Based on the public numbers and estimates, LRG said the top US pay-TV providers have about 86.6 million subs -- 46.5 million for cable, 27.5 million for satellite TV, 8.8 million among top telco TV providers, and 3.8 million for the two publicly reporting virtual MVPDs.
Why this matters
Although Q2 is typically the roughest for pay-TV providers as students and snowbirds churn out, this one was particularly rough as consumers who were on temporary, steeply discounted plans fled the market.
The steep drop also reflects the fact that the pay-TV market continues to ride rocky seas with no end in sight as cost-conscious consumers opt for other ways to get their video fix, including free over-the-air TV, various subscription VoD services from the likes of Netflix and Amazon, and a growing mix of free, ad-supported OTT services (Xumo, Pluto TV and Tubi).

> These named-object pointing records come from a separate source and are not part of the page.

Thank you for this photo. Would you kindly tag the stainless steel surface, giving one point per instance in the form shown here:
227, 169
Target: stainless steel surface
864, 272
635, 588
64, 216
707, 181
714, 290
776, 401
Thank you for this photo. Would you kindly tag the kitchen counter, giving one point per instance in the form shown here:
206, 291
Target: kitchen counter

Meanwhile, some cable operators, such as Cable One, are now de-emphasizing pay-TV to instead focus on growing their higher-margin broadband businesses.
That trend is likewise causing other media companies, like WarnerMedia and The Walt Disney Co., to double down on new SVoD services that, they hope, will enable them to weather the transition in how consumers access and consume TV shows, movies and other video content.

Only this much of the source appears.